Terence A. Todman
On Wednesday, the U.S. Embassy in Buenos Aires, Argentina unveiled the Terence A. Todman Conference Room— an official meeting space honoring and displaying the life and work of the USVI-born diplomat.
“If you walk through that room, you're going to learn a lot more about his career and the courage that one person took to change the world,” said Marc Stanley, the U.S. Ambassador to Argentina, during the unveiling event.
Born in 1926 on St. Thomas, Terence Todman served as a U.S. ambassador to six nations— Chad, Guinea, Costa Rica, Spain, Denmark, and Argentina— before retiring in 2014 on his home island and passing away later that same year. As the son of a maid and a grocery store clerk who went on to become a high-ranking diplomat fluent in seven languages, Mr. Todman broke many barriers, which the conference room—named “A Life Less Ordinary”— highlighted.
A rendering of the Terence A. Todman Conference Room
“The courage it took to be a Black ambassador for the United States in 1969. The courage it took to integrate a lunchroom in Virginia in the 60s, it took a lot. As he said, he was, I think, one of only two black Americans working in the State Department,” Ambassador Stanley said.
Early in his career, Mr. Todman challenged the Virginia segregation law which required black diplomats to eat separately from their white colleagues in the cafeteria at the Foreign Service Institute. Ambassador Todman’s activism, which altered the landscape of his own career, was just one of his many trailblazing accomplishments. He was also the first Black ambassador to a Spanish-speaking country when he became the ambassador of Costa Rica in 1974. He later served as the ambassador to Argentina from 1989 to 1993.

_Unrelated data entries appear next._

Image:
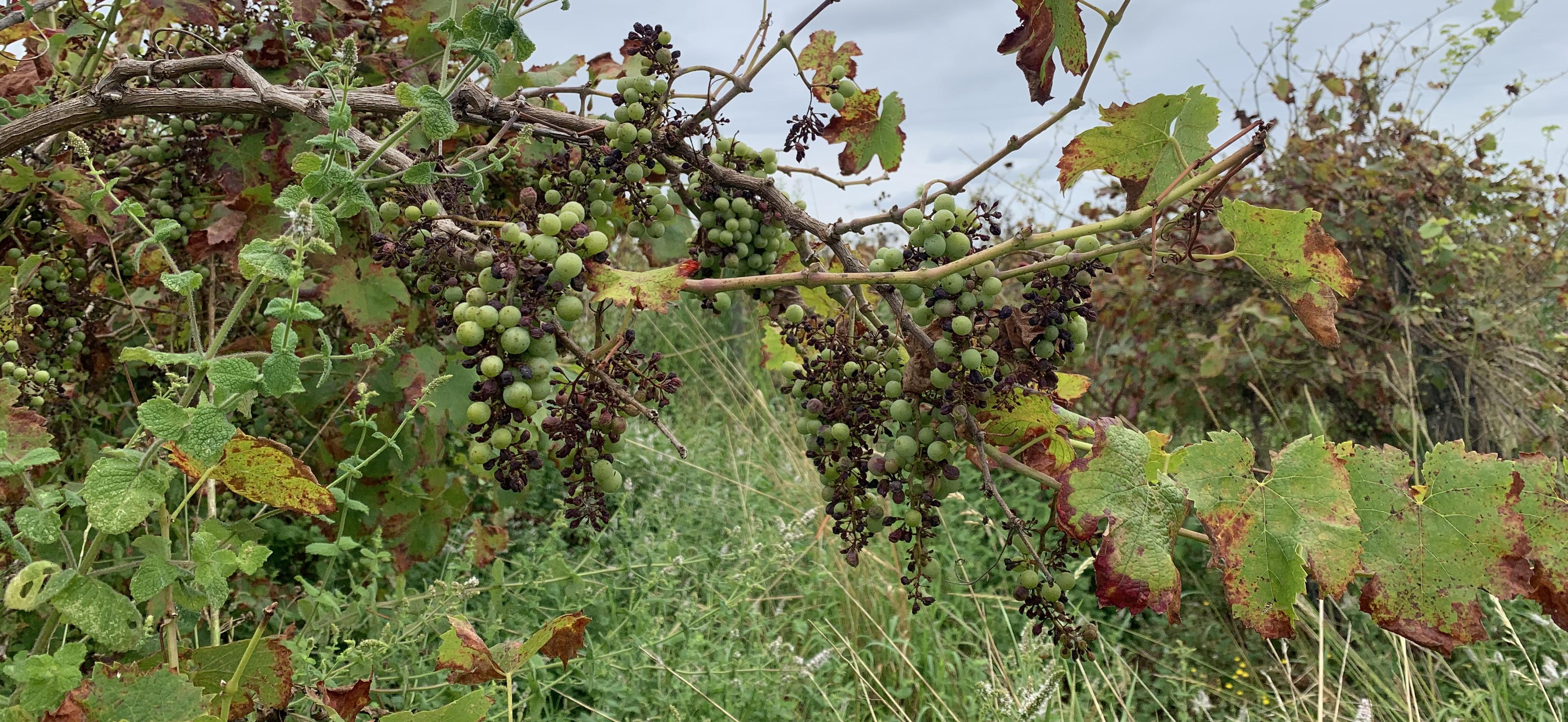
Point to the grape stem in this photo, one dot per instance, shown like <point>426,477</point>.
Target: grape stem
<point>620,392</point>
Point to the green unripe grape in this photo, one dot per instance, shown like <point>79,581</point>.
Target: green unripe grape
<point>479,413</point>
<point>492,367</point>
<point>471,334</point>
<point>902,411</point>
<point>570,309</point>
<point>515,341</point>
<point>485,315</point>
<point>518,395</point>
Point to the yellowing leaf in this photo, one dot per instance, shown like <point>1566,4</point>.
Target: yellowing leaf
<point>1293,253</point>
<point>864,132</point>
<point>264,470</point>
<point>654,289</point>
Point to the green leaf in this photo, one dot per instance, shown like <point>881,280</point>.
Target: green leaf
<point>1147,145</point>
<point>269,677</point>
<point>120,494</point>
<point>131,694</point>
<point>1264,533</point>
<point>154,571</point>
<point>281,375</point>
<point>1437,544</point>
<point>421,175</point>
<point>292,311</point>
<point>182,283</point>
<point>469,708</point>
<point>369,294</point>
<point>208,434</point>
<point>1293,253</point>
<point>38,525</point>
<point>1133,568</point>
<point>1045,29</point>
<point>44,680</point>
<point>819,57</point>
<point>100,612</point>
<point>264,470</point>
<point>654,289</point>
<point>866,134</point>
<point>164,419</point>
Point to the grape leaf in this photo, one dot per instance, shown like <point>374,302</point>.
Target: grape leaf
<point>819,57</point>
<point>1147,145</point>
<point>121,494</point>
<point>129,694</point>
<point>1263,533</point>
<point>269,677</point>
<point>100,612</point>
<point>1434,545</point>
<point>1133,568</point>
<point>866,134</point>
<point>368,294</point>
<point>1547,524</point>
<point>469,708</point>
<point>1293,253</point>
<point>264,470</point>
<point>1046,27</point>
<point>654,289</point>
<point>466,655</point>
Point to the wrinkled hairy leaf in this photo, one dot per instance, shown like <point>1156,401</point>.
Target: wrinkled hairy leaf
<point>100,612</point>
<point>819,57</point>
<point>269,677</point>
<point>469,708</point>
<point>654,289</point>
<point>1046,27</point>
<point>346,702</point>
<point>1293,253</point>
<point>1435,544</point>
<point>864,132</point>
<point>466,655</point>
<point>1145,145</point>
<point>129,694</point>
<point>1264,535</point>
<point>264,470</point>
<point>1133,568</point>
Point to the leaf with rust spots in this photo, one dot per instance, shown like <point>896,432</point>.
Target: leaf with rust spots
<point>1547,524</point>
<point>264,470</point>
<point>486,542</point>
<point>269,677</point>
<point>1293,253</point>
<point>864,132</point>
<point>1434,550</point>
<point>466,655</point>
<point>1046,29</point>
<point>346,702</point>
<point>654,289</point>
<point>819,57</point>
<point>1032,422</point>
<point>1264,535</point>
<point>565,636</point>
<point>1133,568</point>
<point>1147,145</point>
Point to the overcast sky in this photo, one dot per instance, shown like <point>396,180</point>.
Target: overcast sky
<point>962,96</point>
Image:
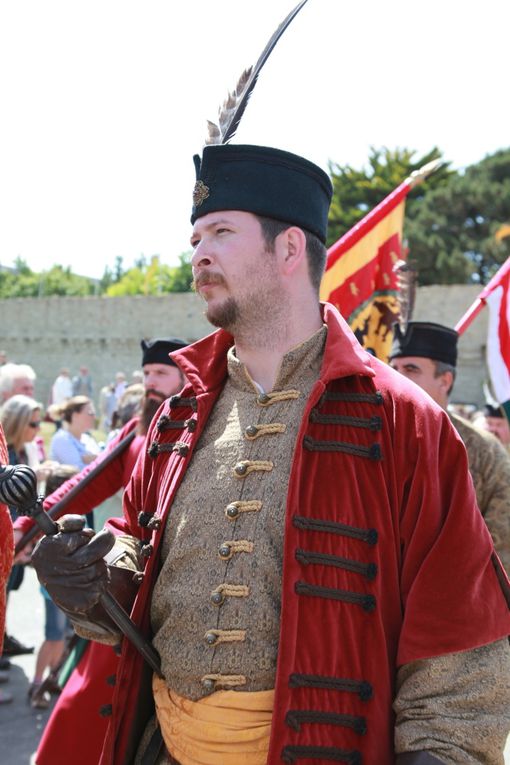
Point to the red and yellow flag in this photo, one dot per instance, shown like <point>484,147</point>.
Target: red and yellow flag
<point>360,279</point>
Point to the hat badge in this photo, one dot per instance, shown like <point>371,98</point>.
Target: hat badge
<point>200,193</point>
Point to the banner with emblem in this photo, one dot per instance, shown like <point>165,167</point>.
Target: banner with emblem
<point>496,295</point>
<point>360,279</point>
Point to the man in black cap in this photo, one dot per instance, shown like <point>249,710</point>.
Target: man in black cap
<point>88,691</point>
<point>318,581</point>
<point>426,353</point>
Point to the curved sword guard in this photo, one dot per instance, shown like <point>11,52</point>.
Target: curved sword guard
<point>18,488</point>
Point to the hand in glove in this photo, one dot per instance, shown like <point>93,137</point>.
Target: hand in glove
<point>70,564</point>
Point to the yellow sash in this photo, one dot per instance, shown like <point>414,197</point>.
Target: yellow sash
<point>225,728</point>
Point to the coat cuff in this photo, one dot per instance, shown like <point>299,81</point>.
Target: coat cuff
<point>417,758</point>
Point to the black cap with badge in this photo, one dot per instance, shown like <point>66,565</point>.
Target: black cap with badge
<point>425,340</point>
<point>156,351</point>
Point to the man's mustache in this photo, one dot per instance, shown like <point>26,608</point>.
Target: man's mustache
<point>207,278</point>
<point>155,393</point>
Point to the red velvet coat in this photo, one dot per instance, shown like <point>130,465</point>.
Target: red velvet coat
<point>386,557</point>
<point>85,702</point>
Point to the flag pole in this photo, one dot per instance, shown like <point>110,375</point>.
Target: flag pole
<point>475,308</point>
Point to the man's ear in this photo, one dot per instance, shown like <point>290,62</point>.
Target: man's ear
<point>290,247</point>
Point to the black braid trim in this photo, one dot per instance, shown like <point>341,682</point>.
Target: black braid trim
<point>295,718</point>
<point>372,452</point>
<point>361,687</point>
<point>318,524</point>
<point>367,398</point>
<point>176,401</point>
<point>291,754</point>
<point>180,447</point>
<point>166,423</point>
<point>144,518</point>
<point>368,423</point>
<point>367,602</point>
<point>368,570</point>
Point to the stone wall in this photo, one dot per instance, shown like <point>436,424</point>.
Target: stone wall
<point>104,333</point>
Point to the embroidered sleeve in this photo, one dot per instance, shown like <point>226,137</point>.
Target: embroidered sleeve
<point>456,707</point>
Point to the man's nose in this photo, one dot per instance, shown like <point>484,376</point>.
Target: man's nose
<point>202,256</point>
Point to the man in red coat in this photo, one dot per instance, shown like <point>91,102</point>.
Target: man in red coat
<point>318,581</point>
<point>86,698</point>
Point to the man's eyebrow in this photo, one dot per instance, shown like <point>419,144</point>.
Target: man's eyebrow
<point>212,224</point>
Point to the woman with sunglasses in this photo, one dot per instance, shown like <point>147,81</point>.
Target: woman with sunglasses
<point>20,417</point>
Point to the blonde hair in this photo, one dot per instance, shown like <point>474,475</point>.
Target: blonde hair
<point>15,415</point>
<point>66,410</point>
<point>11,372</point>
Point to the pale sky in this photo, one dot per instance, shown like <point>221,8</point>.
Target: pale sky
<point>104,103</point>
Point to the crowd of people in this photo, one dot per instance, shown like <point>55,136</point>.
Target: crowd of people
<point>301,547</point>
<point>71,415</point>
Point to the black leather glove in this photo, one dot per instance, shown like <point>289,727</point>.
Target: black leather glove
<point>70,564</point>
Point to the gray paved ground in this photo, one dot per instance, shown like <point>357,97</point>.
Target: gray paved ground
<point>21,726</point>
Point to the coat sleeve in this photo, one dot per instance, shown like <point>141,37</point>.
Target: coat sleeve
<point>455,708</point>
<point>495,496</point>
<point>451,594</point>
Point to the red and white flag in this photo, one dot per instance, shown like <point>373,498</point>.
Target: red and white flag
<point>496,296</point>
<point>360,279</point>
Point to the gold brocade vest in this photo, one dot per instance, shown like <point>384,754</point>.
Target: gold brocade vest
<point>216,605</point>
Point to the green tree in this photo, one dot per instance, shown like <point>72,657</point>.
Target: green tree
<point>452,236</point>
<point>356,192</point>
<point>154,278</point>
<point>182,275</point>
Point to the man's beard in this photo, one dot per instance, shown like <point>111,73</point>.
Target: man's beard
<point>149,409</point>
<point>245,313</point>
<point>226,315</point>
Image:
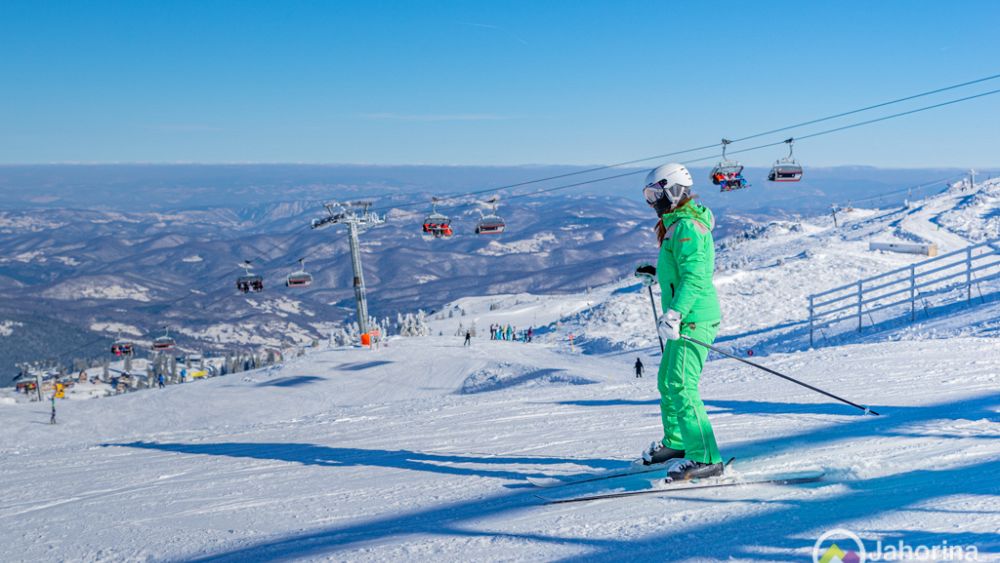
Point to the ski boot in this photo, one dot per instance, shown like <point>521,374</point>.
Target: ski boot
<point>658,453</point>
<point>686,469</point>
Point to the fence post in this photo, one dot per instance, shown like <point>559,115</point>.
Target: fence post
<point>968,274</point>
<point>860,300</point>
<point>810,320</point>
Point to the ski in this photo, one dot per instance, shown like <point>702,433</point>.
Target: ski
<point>786,479</point>
<point>634,469</point>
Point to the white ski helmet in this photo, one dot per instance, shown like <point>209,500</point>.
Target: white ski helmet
<point>672,181</point>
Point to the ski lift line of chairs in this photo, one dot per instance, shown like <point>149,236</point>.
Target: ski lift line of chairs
<point>249,281</point>
<point>122,348</point>
<point>786,169</point>
<point>299,278</point>
<point>728,174</point>
<point>436,225</point>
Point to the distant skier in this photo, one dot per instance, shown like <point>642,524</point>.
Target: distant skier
<point>690,308</point>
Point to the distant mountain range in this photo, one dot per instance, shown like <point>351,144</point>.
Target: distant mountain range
<point>88,251</point>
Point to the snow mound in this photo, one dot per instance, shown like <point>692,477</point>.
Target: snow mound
<point>504,375</point>
<point>96,288</point>
<point>7,327</point>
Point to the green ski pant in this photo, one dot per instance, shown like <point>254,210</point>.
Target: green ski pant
<point>685,422</point>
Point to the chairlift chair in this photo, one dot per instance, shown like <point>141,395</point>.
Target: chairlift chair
<point>122,348</point>
<point>249,281</point>
<point>490,224</point>
<point>786,169</point>
<point>436,225</point>
<point>728,174</point>
<point>300,278</point>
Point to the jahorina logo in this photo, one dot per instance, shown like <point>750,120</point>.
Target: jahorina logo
<point>839,546</point>
<point>844,546</point>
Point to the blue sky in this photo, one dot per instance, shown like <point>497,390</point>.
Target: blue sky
<point>573,82</point>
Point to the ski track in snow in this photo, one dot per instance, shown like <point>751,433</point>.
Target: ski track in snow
<point>352,454</point>
<point>422,450</point>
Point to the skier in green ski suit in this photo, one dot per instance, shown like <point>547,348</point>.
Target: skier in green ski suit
<point>691,308</point>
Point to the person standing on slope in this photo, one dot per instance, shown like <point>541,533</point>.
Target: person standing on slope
<point>690,307</point>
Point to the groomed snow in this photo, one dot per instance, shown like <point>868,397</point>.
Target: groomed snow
<point>422,450</point>
<point>405,453</point>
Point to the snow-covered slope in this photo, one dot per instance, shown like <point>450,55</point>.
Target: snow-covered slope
<point>423,449</point>
<point>396,454</point>
<point>766,274</point>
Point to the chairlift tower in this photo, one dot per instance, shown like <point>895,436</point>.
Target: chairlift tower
<point>358,217</point>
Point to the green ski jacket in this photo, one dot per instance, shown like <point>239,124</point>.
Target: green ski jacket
<point>686,262</point>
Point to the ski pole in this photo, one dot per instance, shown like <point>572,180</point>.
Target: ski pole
<point>656,318</point>
<point>781,375</point>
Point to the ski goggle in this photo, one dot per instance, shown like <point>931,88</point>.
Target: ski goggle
<point>655,191</point>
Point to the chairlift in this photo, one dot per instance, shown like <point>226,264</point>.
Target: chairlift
<point>786,169</point>
<point>491,224</point>
<point>249,281</point>
<point>165,342</point>
<point>121,347</point>
<point>728,174</point>
<point>300,278</point>
<point>436,225</point>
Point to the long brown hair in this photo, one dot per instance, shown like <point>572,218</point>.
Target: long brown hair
<point>660,228</point>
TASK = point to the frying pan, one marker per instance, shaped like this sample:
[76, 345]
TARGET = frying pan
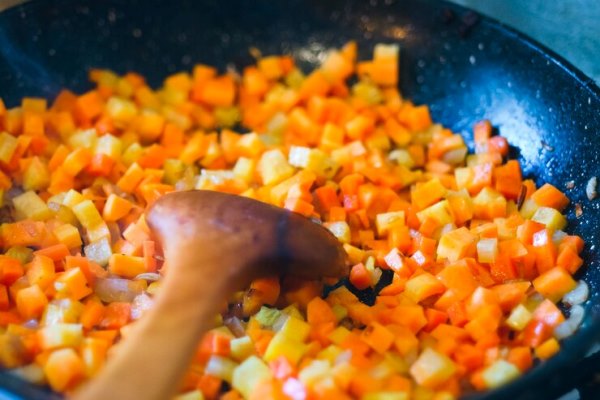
[466, 67]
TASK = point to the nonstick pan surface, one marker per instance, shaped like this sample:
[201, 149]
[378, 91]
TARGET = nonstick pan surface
[466, 67]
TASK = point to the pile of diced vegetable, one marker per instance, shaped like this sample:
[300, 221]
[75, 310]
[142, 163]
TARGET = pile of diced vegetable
[478, 254]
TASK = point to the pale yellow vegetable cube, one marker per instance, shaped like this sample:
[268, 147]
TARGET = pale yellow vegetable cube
[528, 208]
[283, 345]
[439, 211]
[72, 198]
[249, 374]
[36, 176]
[241, 348]
[384, 221]
[519, 318]
[314, 372]
[31, 373]
[550, 217]
[339, 334]
[340, 230]
[193, 395]
[292, 311]
[109, 145]
[499, 373]
[132, 153]
[8, 145]
[244, 169]
[121, 110]
[30, 206]
[295, 329]
[487, 250]
[60, 335]
[83, 138]
[273, 167]
[99, 251]
[330, 353]
[221, 367]
[386, 396]
[432, 368]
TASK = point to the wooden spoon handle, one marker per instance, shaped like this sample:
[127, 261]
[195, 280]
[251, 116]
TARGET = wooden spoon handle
[213, 243]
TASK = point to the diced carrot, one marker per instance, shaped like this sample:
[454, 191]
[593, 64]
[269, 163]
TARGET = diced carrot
[554, 283]
[56, 252]
[360, 277]
[116, 315]
[115, 208]
[550, 196]
[31, 302]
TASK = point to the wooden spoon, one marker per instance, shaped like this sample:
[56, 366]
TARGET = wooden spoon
[214, 244]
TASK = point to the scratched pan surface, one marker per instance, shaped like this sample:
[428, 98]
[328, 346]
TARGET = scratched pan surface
[465, 67]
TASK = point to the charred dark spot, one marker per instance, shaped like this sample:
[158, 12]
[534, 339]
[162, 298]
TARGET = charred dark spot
[468, 21]
[447, 15]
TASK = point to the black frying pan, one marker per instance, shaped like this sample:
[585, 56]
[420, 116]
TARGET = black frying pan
[464, 66]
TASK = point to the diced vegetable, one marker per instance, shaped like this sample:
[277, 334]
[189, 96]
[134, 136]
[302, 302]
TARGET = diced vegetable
[462, 261]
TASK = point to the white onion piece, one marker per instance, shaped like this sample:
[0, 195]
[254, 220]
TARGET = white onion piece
[148, 276]
[590, 188]
[567, 328]
[235, 325]
[578, 295]
[140, 305]
[111, 290]
[279, 322]
[343, 358]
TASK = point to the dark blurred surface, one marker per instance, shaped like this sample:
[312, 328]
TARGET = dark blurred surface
[571, 28]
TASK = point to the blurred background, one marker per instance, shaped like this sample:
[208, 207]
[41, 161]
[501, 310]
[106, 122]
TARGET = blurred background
[571, 28]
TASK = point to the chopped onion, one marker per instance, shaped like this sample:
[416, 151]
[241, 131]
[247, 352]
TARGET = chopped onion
[578, 295]
[140, 305]
[558, 236]
[344, 357]
[148, 276]
[567, 328]
[111, 290]
[278, 324]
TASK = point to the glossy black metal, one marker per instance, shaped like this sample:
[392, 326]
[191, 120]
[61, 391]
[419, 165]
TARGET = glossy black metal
[464, 66]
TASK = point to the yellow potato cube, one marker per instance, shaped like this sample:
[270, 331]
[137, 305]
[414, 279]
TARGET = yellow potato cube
[242, 348]
[8, 145]
[283, 345]
[519, 318]
[384, 221]
[273, 167]
[36, 176]
[439, 211]
[30, 206]
[109, 145]
[221, 367]
[499, 373]
[295, 329]
[60, 335]
[550, 217]
[432, 368]
[340, 230]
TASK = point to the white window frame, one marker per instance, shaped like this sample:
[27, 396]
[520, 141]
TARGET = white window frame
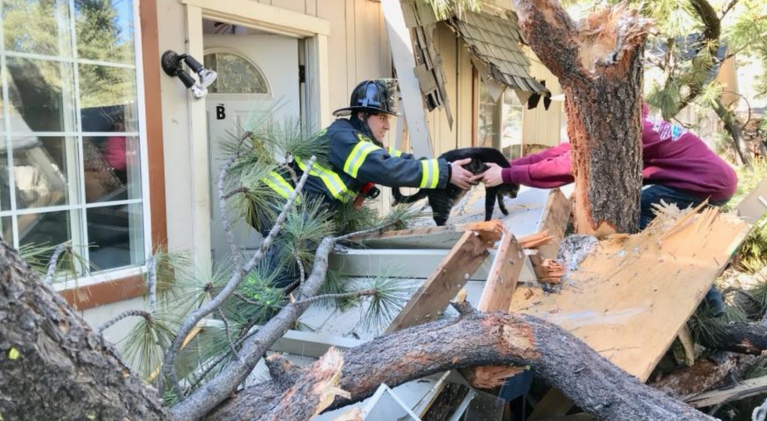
[82, 206]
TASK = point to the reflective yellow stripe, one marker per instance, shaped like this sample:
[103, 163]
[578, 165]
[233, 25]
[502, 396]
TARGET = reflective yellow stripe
[277, 183]
[435, 173]
[357, 157]
[429, 173]
[394, 152]
[332, 181]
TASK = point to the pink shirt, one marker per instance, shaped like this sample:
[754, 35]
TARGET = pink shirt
[672, 157]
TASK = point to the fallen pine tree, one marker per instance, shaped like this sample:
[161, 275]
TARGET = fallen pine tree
[55, 366]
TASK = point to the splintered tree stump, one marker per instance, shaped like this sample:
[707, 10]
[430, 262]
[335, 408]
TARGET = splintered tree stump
[475, 339]
[599, 65]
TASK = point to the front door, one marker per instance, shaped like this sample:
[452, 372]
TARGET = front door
[256, 74]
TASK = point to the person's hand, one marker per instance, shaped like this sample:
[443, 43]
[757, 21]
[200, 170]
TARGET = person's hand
[460, 176]
[491, 177]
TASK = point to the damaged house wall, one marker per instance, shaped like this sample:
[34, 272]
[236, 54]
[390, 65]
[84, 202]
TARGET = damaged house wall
[462, 84]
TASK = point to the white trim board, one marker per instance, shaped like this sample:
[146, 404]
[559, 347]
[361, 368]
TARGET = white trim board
[260, 16]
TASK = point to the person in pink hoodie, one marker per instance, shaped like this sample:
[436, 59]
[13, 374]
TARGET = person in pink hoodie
[678, 167]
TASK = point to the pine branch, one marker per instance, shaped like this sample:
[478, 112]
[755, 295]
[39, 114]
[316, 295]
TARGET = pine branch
[355, 294]
[124, 315]
[228, 334]
[211, 394]
[236, 278]
[301, 270]
[152, 283]
[238, 190]
[61, 248]
[727, 8]
[246, 299]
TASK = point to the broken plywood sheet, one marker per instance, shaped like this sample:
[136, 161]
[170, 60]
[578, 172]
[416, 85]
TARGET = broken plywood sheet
[629, 298]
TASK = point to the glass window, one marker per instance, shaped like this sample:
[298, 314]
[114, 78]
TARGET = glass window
[500, 122]
[236, 74]
[70, 152]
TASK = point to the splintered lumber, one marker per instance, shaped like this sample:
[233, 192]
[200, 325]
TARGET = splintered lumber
[535, 240]
[476, 338]
[556, 216]
[443, 237]
[504, 274]
[630, 297]
[447, 279]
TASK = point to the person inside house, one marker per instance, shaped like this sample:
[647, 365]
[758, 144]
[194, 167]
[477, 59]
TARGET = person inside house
[679, 168]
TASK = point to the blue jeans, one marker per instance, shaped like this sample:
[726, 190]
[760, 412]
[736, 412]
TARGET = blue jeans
[682, 199]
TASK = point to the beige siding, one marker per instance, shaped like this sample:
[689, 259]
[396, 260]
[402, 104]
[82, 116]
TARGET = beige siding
[540, 126]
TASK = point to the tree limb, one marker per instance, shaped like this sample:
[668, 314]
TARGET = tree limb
[128, 313]
[53, 365]
[593, 383]
[237, 276]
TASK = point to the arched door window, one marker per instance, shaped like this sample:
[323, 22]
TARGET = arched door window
[236, 74]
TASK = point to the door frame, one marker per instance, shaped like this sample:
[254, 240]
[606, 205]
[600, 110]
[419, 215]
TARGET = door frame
[249, 13]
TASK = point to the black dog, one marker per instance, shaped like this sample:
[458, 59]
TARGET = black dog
[443, 200]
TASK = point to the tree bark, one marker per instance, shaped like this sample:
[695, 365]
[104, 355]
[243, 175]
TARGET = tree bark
[599, 65]
[593, 383]
[53, 366]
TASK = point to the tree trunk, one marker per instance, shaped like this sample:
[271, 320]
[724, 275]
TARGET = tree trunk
[599, 65]
[53, 366]
[593, 383]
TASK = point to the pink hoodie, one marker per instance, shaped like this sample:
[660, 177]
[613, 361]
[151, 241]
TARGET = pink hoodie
[672, 156]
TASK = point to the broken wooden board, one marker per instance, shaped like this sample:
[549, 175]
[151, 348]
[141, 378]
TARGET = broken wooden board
[443, 237]
[556, 216]
[503, 277]
[630, 297]
[446, 280]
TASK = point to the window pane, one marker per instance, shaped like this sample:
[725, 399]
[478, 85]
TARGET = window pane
[488, 126]
[236, 75]
[105, 30]
[112, 168]
[45, 229]
[7, 229]
[108, 98]
[511, 141]
[116, 234]
[41, 95]
[41, 170]
[5, 181]
[37, 27]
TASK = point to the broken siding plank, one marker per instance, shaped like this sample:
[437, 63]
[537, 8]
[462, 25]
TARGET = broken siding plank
[419, 237]
[446, 281]
[404, 62]
[556, 216]
[504, 275]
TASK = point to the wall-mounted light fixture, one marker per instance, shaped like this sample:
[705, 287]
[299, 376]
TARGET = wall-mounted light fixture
[171, 64]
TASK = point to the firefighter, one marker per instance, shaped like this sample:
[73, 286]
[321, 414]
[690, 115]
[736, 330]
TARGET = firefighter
[358, 159]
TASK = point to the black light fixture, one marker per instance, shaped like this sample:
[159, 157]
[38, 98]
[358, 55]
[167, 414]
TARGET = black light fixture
[171, 64]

The exhibit conference room allows viewers to look into Mr. Todman’s pioneering career, with visual timelines of his major accomplishments, and panels written in the many languages he mastered, among other installments. “All of these things tell this one giant story,” remarked Joseph Angemi Jr., the senior chair of the Office of Cultural Heritage who helped create the exhibit.
According to the designers, the center display, which shows a black outline of Ambassador Todman amongst white outlined diplomats, symbolizes the late diplomat’s reality of often being the only black face in a room. “The imagery is powerful and pulls the room together in a really interesting way,” Mr. Angemi noted.
A rendering of the Terence A. Todman Conference Room
For Stacey Williams, a mentee of Ambassador Todman who currently serves as the chief of staff in the Bureau of Budget and Planning for the State Department, the honorary conference room answers a question that he believes we all ask ourselves: “Will anyone remember my name?” Now that Mr. Todman’s name has been engraved in the cafeteria at the State Department in Washington, DC, affixed to the road leading to the Cyril E. King Airport, and in pride of place in a US Embassy Buenos Aires conference room, Mr. Williams believes Ambassador Todman’s name will be indefinitely remembered.
Correction: Friday June 14, 2024
A previous version of this article misspelled the name of Joseph Angemi Jr., the senior chair of the Office of Cultural Heritage who helped create the exhibit. We've updated the story to reflect the correct information.